Richard Nash is the kind of guy that would either enthrall you over a 2nd martini or bore you to terminal, self-induced intoxication. There can be no middle ground. I suppose for me, I’d be leaning over listening with violent interest until the third martini, at which point I’d use the gesture my kids adopted from a recent Warner Brothers classic: Bugs Bunny is confronted by a poor sap that says, “pardon me, can you help out a fellow American who’s down on his luck?” Bugs reaches into his pocket, pulls out his thumb, and shouts “hitt daaaa rooooadddd.”

Some excerpts from his “Book Publishing 10 Years in the Future” are so profound I need another cup of coffee to understand them. I added some quotes because otherwise it’s as hard to understand as a Dennis Miller rant, boasting obscure references that make you feel smart if you bat 20% (which is not how the sporting kids are scoring these days).

  • In 2020 we will look back on the last days of publishing and realize that it was not a surfeit of capitalism that killed it, but rather an addiction-to-a-mishmash of Industrial Revolution practices that killed it, including a Fordist “any color so long as it is black” attitude to packaging the product, a Sloanist “hierarchical management approach to decision making,” and a GM-esque “continual rearranging of divisions like deck chairs on the Titanic based on internal management preferences rather than consumer preferences.”
  • In 2020 some people will still look back on recent decades as a Golden Age, just as some now look back on the 1950’s as a Golden Age, notwithstanding that the Age was golden largely for white men in tweed jackets who got to edit and review one another and congratulate one another for permitting a few women and the occasional Black man into the club.
  • In 2020 the disaffected twentysomethings of the burgeoning middle classes of India, China, Brazil, Indonesia will be producing novels faster than any of us can possibly imagine.

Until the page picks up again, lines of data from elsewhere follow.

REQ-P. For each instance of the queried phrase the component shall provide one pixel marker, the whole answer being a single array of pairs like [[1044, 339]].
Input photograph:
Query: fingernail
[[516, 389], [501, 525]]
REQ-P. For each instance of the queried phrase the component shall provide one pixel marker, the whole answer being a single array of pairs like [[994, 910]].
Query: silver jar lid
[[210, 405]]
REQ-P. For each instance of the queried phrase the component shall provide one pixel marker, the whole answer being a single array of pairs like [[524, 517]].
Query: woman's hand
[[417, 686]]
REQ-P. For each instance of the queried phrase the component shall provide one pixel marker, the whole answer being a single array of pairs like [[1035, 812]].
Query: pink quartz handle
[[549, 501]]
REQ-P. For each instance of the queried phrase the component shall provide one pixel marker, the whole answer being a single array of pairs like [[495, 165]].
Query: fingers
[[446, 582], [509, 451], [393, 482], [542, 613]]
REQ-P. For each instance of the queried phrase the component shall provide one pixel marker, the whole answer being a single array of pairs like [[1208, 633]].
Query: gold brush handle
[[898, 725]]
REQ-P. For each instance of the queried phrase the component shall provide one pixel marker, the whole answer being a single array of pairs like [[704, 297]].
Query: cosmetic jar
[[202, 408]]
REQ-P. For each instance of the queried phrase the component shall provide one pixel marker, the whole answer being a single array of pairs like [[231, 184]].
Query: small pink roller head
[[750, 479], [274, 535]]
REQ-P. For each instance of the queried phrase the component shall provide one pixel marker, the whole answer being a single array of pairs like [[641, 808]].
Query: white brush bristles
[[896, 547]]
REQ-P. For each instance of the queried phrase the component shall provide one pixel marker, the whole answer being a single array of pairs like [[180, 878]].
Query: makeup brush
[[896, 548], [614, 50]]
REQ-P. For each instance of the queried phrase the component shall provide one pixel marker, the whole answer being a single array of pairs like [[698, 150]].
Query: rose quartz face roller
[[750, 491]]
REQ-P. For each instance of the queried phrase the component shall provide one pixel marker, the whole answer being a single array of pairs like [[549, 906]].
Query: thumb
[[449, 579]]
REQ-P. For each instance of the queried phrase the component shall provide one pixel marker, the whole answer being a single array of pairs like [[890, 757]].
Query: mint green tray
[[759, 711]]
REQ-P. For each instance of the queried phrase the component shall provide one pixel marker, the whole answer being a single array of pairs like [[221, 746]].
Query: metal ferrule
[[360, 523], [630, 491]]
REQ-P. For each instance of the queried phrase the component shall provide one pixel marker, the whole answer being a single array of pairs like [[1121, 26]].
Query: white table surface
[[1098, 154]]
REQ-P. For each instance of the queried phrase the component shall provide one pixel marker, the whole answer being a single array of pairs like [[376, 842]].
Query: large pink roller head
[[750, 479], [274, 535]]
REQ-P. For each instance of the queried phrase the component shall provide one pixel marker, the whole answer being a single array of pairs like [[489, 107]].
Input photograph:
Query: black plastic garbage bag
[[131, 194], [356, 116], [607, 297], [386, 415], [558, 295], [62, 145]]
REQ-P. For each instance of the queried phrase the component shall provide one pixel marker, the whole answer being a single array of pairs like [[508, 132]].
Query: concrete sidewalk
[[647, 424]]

So there’s Nash’s Dystopian third phase of publishing evolution (the first two I lift from “The Last Lecture“):

  1. Buy an Encyclopedia, written by invite-only guests and largely unedited.
  2. Democracy takes over with Wikipedia. Turns out it’s more accurate and self-healing than Britannica.
  3. Whoops. Wikipedia forgot that profit thing, but the pleas from the founder are charming. Along come the $5 per hour researchers that mass produce content, QA it on the cheap, and dollar-store dispense it (or fund it with porn ads).

I almost feel like it’s treason for me to reference his power puke on publishing since I’m working on a book with a major publisher. But what else am I going to do to entertain myself while I procrastinate? Geez I hope they don’t read this.

So here’s the thing, though. Any sap could write “Beyond Viral Video” like I am, but don’t we factor in the author when we buy content? Would I have purchased Randy Pausch’s book-on-tape without the story behind him, his death, his hope, his dreams and his family?

Damnit, Nash. I’m not going to buy a self-help book written by a guy that used to answer the phones for Dell am I?

Maybe he’d encourage me to find my inner Buddha, which conflicts with my religion-du-jour: “listen to the voice of your inner African American grandmother.”